Gutenberg for Beginners


Powerful stories, scenes, and dialogue from film are more than entertainment pieces. They become signposts and memory markers as we associate a film’s impact to whatever is happening in our own lives.

In particular, the wonder and genius of the animated films from Studio Ghibli have become signposts for many writers at Christ and Pop Culture. Here they share their appreciation for Studio Ghibli films.

We think we know what’s going to happen in My Neighbor Totoro from the moment its basic premise becomes clear. Two young girls move out of the city with their parents in the hope that their seriously ill mother will have a better chance of recovery in a countryside hospital. Anyone who’s familiar with the tropes of the endangered-parent fairy tale knows that Mom’s chances of survival aren’t good. The conventional three-act screenplay practically writes itself.

But Studio Ghibli made its name on gently subverting expectations of what an animated film can be, thanks in great part to Hayao Miyazaki’s sure hand in crafting films like My Neighbor Totoro. Miyazaki does not focus on marching a plot forward or achieving dramatic payoffs. His movie is childlike in the best possible sense of the word—it luxuriates in the present. The girls explore and quarrel, giggle and worry; the endearingly strange forest spirit Totoro pops up here and there like a feral Aslan. As we grow up, we learn to treat our experiences as stones with which we construct narratives for our lives, but My Neighbor Totoro reminds us that we didn’t always think of life that way. When we are children, each successive moment forms not a plot but a trail of breadcrumbs. Watching Miyazaki’s films reminds us what it is like to follow those breadcrumbs, not knowing or particularly caring where the trail ends up. We simply follow the crumbs as they appear before us, with each moment an entire reality unto itself.

I love watching movies in the theater—my first childhood memory is seeing the Rankin and Bass rendition of The Last Unicorn. However, I tend to be very reticent in taking my own children to see movies (yes, I am totally that overprotective parent at times) because once they experience something (good or ill), it can’t be undone. So choosing my children’s first big-screen movie experience is a big deal for me. My daughter was 4 years old when The Secret World of Arrietty was released in the States, and we had been reading Mary Norton’s Borrowers books as a family, so at last, I held my breath and took her.

She can be sensitive, so we had to stand outside the theater during the trailers for fast-paced CGI previews. After that, there was real magic sitting with her, watching a film that is in many ways about a father-daughter relationship. I suppose I understand the complaint of some that Arrietty is slow-moving, but it was a perfect pace for her, and her eyes were wide at times when director Yonebayashi and his animators emphasized the immense differences of scale between Arrietty’s world and the realm of the human “beans.” I’m grateful, because Studio Ghibli gave my daughter—and me—exactly the first-movie experience I had been praying for.

Ponyo is a beautiful film, even by Studio Ghibli standards. The premise certainly occupies that special space of Ghibli magical realism: a magical goldfish transforms into a human and then the world is flooded as result of her seeming hubris. As a loose interpretation of Hans Christian Anderson’s The Little Mermaid, it manages to craft its own loving version while incorporating Ghibli’s longstanding thematic focus of restoring the balance between humanity and nature.

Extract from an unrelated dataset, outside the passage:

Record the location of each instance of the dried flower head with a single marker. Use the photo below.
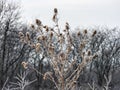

But calling it just a fairy tale would be an injustice; at its heart, the film is about a relationship between a young boy and young girl, and how bringing together worlds long-divided can bring us closer to a childlike sense of wonder. When the world floods, there’s no sense of divine retribution. Instead, we’re treated to a nautical narrative filled with creatures and a sense of innocence that may be unmatched in the studio’s catalogue. As a result, the film’s detractors claim it is Studio Ghibli’s simplest creation. Yet when the film ends and the balance between the worlds is restored, we see a community accept the wonder of children and learn it’s often the youngest among us who see goodness and love in all creatures (even in the smallest of goldfish).